The one thing that has remained constant in the motor vehicle industry since its inception has been innovation. 20 years ago, things we now take for granted such as satellite navigation, airbags and computerised engine management were only for the few. In another 20 years low emission electric and hydrogen vehicles, super-efficient self-driving vehicles and other environmental advances we’ve yet to encounter will be mainstream and through these fleets will survive and thrive.
First of all, let’s take a fresh look at diesels. In terms of emissions diesels have really got their act together. European legislation introduced in 2017 dictated that no new passenger car can emit more than 168 milligrams of NOx per kilometre and that will be reduced to 120 milligrams by 2020, so cleaner vehicles are on the way. Bosch have created a thermal technology that can reduce emissions to just 13 milligrams of NOx in standard legally-compliant RDE cycles, so the idea of clean diesels is a realistic one and one that could be with us soon…

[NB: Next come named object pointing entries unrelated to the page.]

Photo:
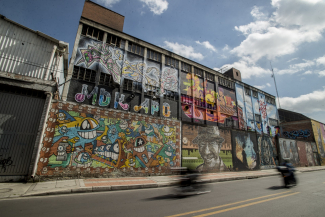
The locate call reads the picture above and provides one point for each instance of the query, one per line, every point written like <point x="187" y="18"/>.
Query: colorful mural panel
<point x="93" y="140"/>
<point x="289" y="151"/>
<point x="267" y="152"/>
<point x="99" y="56"/>
<point x="207" y="149"/>
<point x="245" y="151"/>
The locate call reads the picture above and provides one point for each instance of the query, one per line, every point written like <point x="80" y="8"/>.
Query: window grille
<point x="84" y="74"/>
<point x="186" y="67"/>
<point x="209" y="76"/>
<point x="258" y="118"/>
<point x="169" y="61"/>
<point x="198" y="72"/>
<point x="135" y="48"/>
<point x="153" y="55"/>
<point x="92" y="32"/>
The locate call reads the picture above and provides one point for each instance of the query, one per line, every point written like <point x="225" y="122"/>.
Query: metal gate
<point x="20" y="115"/>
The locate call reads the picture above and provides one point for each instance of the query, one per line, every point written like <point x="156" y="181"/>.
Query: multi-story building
<point x="33" y="67"/>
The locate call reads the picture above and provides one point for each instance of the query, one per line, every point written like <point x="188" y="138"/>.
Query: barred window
<point x="258" y="118"/>
<point x="135" y="48"/>
<point x="209" y="76"/>
<point x="169" y="61"/>
<point x="198" y="72"/>
<point x="92" y="32"/>
<point x="84" y="74"/>
<point x="115" y="40"/>
<point x="153" y="55"/>
<point x="186" y="67"/>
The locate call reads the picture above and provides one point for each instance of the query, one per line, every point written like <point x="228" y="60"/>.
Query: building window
<point x="153" y="55"/>
<point x="92" y="32"/>
<point x="106" y="79"/>
<point x="247" y="91"/>
<point x="209" y="76"/>
<point x="186" y="67"/>
<point x="135" y="48"/>
<point x="84" y="74"/>
<point x="169" y="61"/>
<point x="258" y="118"/>
<point x="198" y="72"/>
<point x="273" y="122"/>
<point x="114" y="40"/>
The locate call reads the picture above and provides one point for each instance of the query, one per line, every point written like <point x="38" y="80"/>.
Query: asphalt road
<point x="255" y="197"/>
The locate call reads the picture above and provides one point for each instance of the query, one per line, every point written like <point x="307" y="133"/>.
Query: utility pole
<point x="273" y="76"/>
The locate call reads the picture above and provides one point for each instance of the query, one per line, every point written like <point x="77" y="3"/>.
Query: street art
<point x="169" y="80"/>
<point x="245" y="149"/>
<point x="289" y="151"/>
<point x="227" y="107"/>
<point x="319" y="135"/>
<point x="106" y="141"/>
<point x="207" y="149"/>
<point x="267" y="152"/>
<point x="93" y="54"/>
<point x="241" y="107"/>
<point x="297" y="134"/>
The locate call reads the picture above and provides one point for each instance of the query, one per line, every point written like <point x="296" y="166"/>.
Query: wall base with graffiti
<point x="82" y="140"/>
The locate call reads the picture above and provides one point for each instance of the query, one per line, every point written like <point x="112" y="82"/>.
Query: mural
<point x="245" y="151"/>
<point x="289" y="151"/>
<point x="207" y="149"/>
<point x="319" y="134"/>
<point x="227" y="107"/>
<point x="96" y="140"/>
<point x="267" y="152"/>
<point x="99" y="56"/>
<point x="241" y="107"/>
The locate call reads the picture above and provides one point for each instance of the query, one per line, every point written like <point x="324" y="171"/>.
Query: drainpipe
<point x="49" y="96"/>
<point x="50" y="63"/>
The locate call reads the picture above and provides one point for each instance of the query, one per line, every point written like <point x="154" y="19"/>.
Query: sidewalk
<point x="12" y="190"/>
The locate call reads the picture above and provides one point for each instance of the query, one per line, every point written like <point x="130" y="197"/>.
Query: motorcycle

ULEVs are being widely trumpeted as the saviour of the fleet sector and it’s hard to argue against that. The HMRC have Benefit in Kind (BIK), Vehicle Excise Duty (VED), capital allowances, and salary sacrifice regimes all to help incentivise businesses to switch to electric vehicles, and congestion zones such as in London don’t apply to electric vehicles. Of course, range has always been a significant barrier to adoption and the lack of charging points has hobbled the sector still further. This, however, is changing fast. It’s predicted that by 2020 there will be more charging points than petrol stations – thanks largely to charging points going into petrol stations – and the new range of electric vehicles have a far greater range. Tesla’s Model 3 is said to be capable of over 250 miles on a single charge and with manufacturers as diverse as Mercedes, Audi, Dyson and Apple all investing in electric car technology, range parity cannot be far off. Add to that the exciting and seemingly limitless possibilities of hydrogen fuelled vehicles and we’re set for a clean car revolution.
Whilst concerns around the quality of our air are universal, so is the demand for a company vehicle. Company cars remain the 2nd most attractive employee benefit and for many businesses they are simply a necessity. Yes, technology in terms of video conferencing and remote working generally has made the necessity of face-to-face meetings less important, but the fact remains that many businesses need to move goods and materials around and that requires vehicles. Even in the heavier, most polluting end of the vehicle sector – in trucking and construction – electric plant and special types vehicles are coming through, safeguarding even this area of fleets.
The answer to this has to be a resounding, ‘Yes’ although probably not in their current form. Companies need vehicles, employees like having them and in many sectors there’s no alternative on offer. What they will have to do is clean up their collective act, get more creative in their transport requirements by using techniques such as fleet mobility and adopt new technology as it comes on stream. The future of the fleet industry is bright; so long as we balance the needs of the planet.